In Japan, soy sauce is never an afterthought. Shoyu sits at the heart of the table, in nearly every meal, across every generation. It carries umami, memory, and a quiet kind of love passed from one pair of hands to the next. That inheritance is what lives in every bottle of Dojo.
Dojo
A Drizzle of Japanese Origin
The name carries two meanings, and both live in every drop.
滴 is a drizzle. The exact moment shoyu leaves the bottle and brings a dish to life. 道場 is the place of the Way, where a craft is repeated with devotion until it becomes something close to art.
That is what we taste in Dojo, and what we hope you taste too. Twenty-four months in the barrel give it a depth most soy sauce never reaches. Rounder, richer, never harsh. A few drops can finish a bowl of rice, wake up a plain egg, or turn a weeknight dinner into something worth slowing down for.
Honor the brewer. Respect the barrel. Drizzle with intention.
The Founder
Charles Zayed
Charles Zayed could not find a soy sauce in America worth loving, so he went looking for one. Alone, with no roadmap, he traveled across Japan in search of a brewer who still did it the old way.

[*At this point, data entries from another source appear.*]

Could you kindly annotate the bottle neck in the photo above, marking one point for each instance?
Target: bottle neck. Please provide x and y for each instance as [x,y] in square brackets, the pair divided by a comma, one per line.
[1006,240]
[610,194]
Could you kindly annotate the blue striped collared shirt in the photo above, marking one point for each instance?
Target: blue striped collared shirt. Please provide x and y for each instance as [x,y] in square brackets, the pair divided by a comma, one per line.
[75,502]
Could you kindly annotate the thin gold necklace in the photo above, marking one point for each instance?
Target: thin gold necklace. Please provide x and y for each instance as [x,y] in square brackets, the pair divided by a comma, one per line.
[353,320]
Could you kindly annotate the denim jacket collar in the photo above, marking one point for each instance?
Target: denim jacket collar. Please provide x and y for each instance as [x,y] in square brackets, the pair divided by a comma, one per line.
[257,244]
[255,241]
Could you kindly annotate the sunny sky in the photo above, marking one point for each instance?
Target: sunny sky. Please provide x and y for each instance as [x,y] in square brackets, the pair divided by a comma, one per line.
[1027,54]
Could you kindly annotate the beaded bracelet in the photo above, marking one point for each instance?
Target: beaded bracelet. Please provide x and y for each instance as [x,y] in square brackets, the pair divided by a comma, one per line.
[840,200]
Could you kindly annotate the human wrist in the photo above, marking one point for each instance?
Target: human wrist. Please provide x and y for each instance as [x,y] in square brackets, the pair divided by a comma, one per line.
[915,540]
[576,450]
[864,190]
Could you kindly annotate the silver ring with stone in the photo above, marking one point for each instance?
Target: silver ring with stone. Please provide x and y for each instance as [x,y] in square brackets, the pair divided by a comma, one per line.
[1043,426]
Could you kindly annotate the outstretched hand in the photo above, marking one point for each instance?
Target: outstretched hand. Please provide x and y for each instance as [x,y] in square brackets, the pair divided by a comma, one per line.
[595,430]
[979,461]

What he found was bigger than a bottle. He fell for the patience, the precision, and the people behind it. He has no Japanese roots, yet he was welcomed into the brewery like family, and he treated that trust with the care it deserved.
His journey was featured in The Yomiuri Shimbun, one of Japan’s largest and oldest newspapers. To Charles, the lesson was simple and true. Great craft belongs to anyone willing to honor it, and the best things in life are meant to be shared.